- Newspaper advertisement
- Directed by: D. Djajakusuma
- Screenplay by: Titik Soerjo Abu Bakar Dahlan
- Produced by: Usmar Ismail
- Starring: Bambang Irawan; Aminah Cendrakasih; Soekarno M. Noer; Rendra Karno;
- Cinematography: Kasdullah; R Husein; Kosnen;
- Edited by: Soemardjono
- Music by: Sjaiful Bachri
- Production company: Perfini
- Release date: 1958 (Indonesia);
- Running time: 127 minutes
- Country: Indonesia
- Language: Indonesian
- Budget: Rp 1.5 million

= Tjambuk Api =

1958 film by D. Djajakusuma

Tjambuk Api (literally Whips of Fire) is a 1958 Indonesian martial arts film directed by D. Djajakusuma and produced by Usmar Ismail. Starring Bambang Irawan, Aminah Cendrakasih, Soekarno M. Noer, and Rendra Karno, it tells of a young villager who must challenge a local criminal to be with his love. The film underwent several modifications over a period of more than a year before it could pass the censorship board, but now remains one of Djajakusuma's better known works.

==Plot==
Kasan (Bambang Irawan) lost his father when he was young to an ill-fated whip duel. To avoid such a fate for him, his mother has him become a farmer. He uses his intelligence to create an irrigation system in their village in East Java, which provides them with plenty of rice. However, the village is terrorised by the whip-warrior and criminal Suro (Rendra Karno), who calls for tributes.

The situation becomes more difficult after Kasan falls in love with Suro's daughter, Marni (Aminah Cendrakasih). Although Marni also loves Kasan, Suro insists that she marry his right-hand man Karnen (Sukarno M. Noor) instead. Karnen uses his favoured position as an excuse to torture Kasan, which drives the latter to learn how to fight with a whip.

Marni escapes Karnen and hides at Kasan's homes; her refusal to return to Suro drives him to challenge Kasan to a duel. After a long struggle, Kasan emerges victorious and, after Marni asks him not to kill her father, he lets Suro go. The villagers are free to farm in peace, and Marni and Kasan become husband and wife.

==Production==
The director of Tjambuk Api, D. Djajakusuma, spent a year studying film at the University of Washington in Seattle and the University of Southern California's School of Cinematic Arts in Los Angeles from 1956 to 1957; Tjambuk Api was his first film upon returning to Indonesia. The film was made by Perfini, under the leadership of Usmar Ismail; the latter served as producer. The story and scenario was written by Titik Soerjo and Abu Bakar Dahlan.
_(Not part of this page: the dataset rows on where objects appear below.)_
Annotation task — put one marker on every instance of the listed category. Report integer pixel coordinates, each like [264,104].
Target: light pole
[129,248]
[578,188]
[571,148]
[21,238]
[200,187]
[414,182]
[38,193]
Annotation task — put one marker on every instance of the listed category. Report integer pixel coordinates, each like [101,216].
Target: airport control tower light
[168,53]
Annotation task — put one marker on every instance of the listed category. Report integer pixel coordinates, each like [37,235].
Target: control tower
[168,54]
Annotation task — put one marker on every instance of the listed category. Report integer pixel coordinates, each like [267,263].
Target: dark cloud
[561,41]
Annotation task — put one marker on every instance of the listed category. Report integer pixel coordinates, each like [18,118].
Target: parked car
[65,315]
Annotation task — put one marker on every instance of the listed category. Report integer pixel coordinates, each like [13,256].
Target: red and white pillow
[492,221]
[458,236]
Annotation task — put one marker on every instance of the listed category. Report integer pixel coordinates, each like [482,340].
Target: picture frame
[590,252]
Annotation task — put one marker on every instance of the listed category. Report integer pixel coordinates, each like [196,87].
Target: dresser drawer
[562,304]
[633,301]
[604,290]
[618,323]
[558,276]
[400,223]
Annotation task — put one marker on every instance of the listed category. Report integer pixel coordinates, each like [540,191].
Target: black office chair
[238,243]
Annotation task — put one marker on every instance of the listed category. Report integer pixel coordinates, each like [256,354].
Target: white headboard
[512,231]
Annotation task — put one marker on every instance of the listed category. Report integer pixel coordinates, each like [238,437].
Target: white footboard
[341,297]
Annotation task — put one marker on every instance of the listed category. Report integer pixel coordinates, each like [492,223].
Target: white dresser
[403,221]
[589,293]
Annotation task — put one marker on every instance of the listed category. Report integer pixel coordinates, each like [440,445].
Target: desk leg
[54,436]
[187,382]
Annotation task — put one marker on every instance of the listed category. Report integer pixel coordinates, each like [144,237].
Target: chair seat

Tjambuk Api spent three years in production. The budget was reportedly 1.5 million rupiah. The film was reportedly held by the censorship bureau for almost a year causing it to miss the 1958 Asian Film Festival in Manila.

==Themes==
Tjambuk Api has been read as a critique of the widespread corruption in Indonesia. Ismail wrote that the film was meant to show that Indonesian cinema was capable of producing more than government propaganda. William van der Heide, a lecturer on film studies at the University of Newcastle in Australia, writes that the film and its revenge story at times harks back to Hollywood Westerns, although with whips instead of guns.

==Reception==
The film received screenings in 1961. An anonymous review in the Yogyakarta-based daily Nasional remarked that Djajakusuma had clearly meant to emphasise the dramatic elements of the story and noted that the audience seemed spellbound by the fighting scenes.

According to Kompas, Tjambuk Api and Djajakusuma's earlier work Harimau Tjampa (Tiger of Tjampa) are his best-known. The two are those most often shown, because ready-to-use copies are stored at Sinematek Indonesia. Van der Heide notes that the film's portrayal of a "headstrong and independent woman" precedes the first such depiction in the neighboring Malay country of Malaysia by 35 years.